Another new Grand Prix car

The de Tomaso

Making a brief appearance during practice for the Italian Grand Prix was the latest car from the small factory in Modena run by Alessandro de Tomaso. This Argentinian came to Europe some years ago, in the days of Fangio, Gonzalez, Marimon, Mieres and so on, and stayed in Modena while he raced sports Maseratis and later sports Oscas. He appeared at Silverstone on one occasion for a Formula Two race with a “desmodromic ” Osca sports car converted to F.2 trim and will be remembered for hitting the wall on the inside at Copse. The Editor of Motor Sport will remember de Tomato, for a piece of the wall scudded across the infield and hit the Editorial foot. When Formula Junior began de Tomaso gave up active racing and built a Junior car, based on a Cooper, which he called the Isis, and followed this with some Formula Two cars using 1½-litre Osca engines or enlarged Alfa Romeo Giulietta engines. By this time he was having most of the parts of the car manufactured in Modena and was using less and less proprietary material. His later F.2 cars had 5-speed de Tomato gearboxes, designed and built in the small factory he had opened in Modena. Last year he was working on the design of a completely new car for Grand Prix racing and was volunteering the information that it was to be a water-cooled horizontally-opposed 8-cylinder, naturally rear-mounted. Early this year assemblies were beginning to appear on the benches in his workshop and lots of small machine shops in Modena were working on bits and pieces, and by June de Tomaso was far enough advanced with tne building of the first car to display a full cut-away drawing of the projected car to certain people. Last month the first car was completed and out on test, and he brought it along to Monza for one brief practice appearance.

The engine is an horizontally-opposed 8-cylinder of bore and stroke 68×51 mm. and each bank has two overhead camshafts driven by a double-roller chain from the front of the crankshaft. Four downdraught Weber DCM carburetters are used and coils fire two 14-mm. plugs per cylinder. The crankshaft arrangement has two opposing connecting rods side-by-side on each crankpin. Coupled directly to the back of the engine is a 5-speed gearbox and final drive unit, the gearbox being behind the differential and the whole assembly being designed by de Tomaso and his team, which includes Massimino, who was at Maserati in the days of the 4CLT and later A6GCM cars. The engine/gearbox unit is mounted in a rectangular space-frame with a detachable structure over the top of the engine compartment and the linkage from the gearbox to the lever in the cockpit runs over the top of the engine. Water from the engine is fed directly into the chassis tubes to carry it to the forward-mounted radiator, and it is returned by external pipes.

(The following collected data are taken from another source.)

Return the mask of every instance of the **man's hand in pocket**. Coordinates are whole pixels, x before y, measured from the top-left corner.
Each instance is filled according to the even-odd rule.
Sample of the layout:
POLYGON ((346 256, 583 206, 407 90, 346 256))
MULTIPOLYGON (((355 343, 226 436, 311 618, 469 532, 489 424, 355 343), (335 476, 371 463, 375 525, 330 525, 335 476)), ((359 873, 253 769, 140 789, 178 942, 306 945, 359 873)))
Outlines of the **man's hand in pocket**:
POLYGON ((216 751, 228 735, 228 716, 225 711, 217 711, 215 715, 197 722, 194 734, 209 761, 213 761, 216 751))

With Massimino haying designed the “inboard coil-spring” layout of the 1948 Maserati, which Chapman has recently improved upon with his Lotus, it is not surprising to find the de Tomaso car with similar front suspension, with the upright for the hub carrier and the forward-facing steering arm all in one casting. At the rear is a typical Lotus/Lola layout of lower wishbone, radius rods and upper transverse arm, except that here de Tomaso has extended the upper arm inboard, pivoting on a chassis member, to compress inboard coil-springs as at the front. Brakes are all mounted outboard, being Girling discs at the front and Amadori discs at the rear, and the wheels are Amadori castings to de Tomaso pattern, 13 in. at the front and 15 in. at the rear. The wheelbase is 2,285 mm. and the estimated weight 467 kg.

This little factory with a personnel of nine mechanics deserves every credit for building the car which owes so little to outside manufacturers, and is refreshing in these days of taking “this chassis, that suspension, that engine and this gearbox ” and assembling them into a Grand Prix car. The de Tomaso car has the satisfaction of being all de Tomaso and while it is not expected to be a B.R.M. beater, it is another welcome newcomer to the Grand Prix scene.—D. S. J.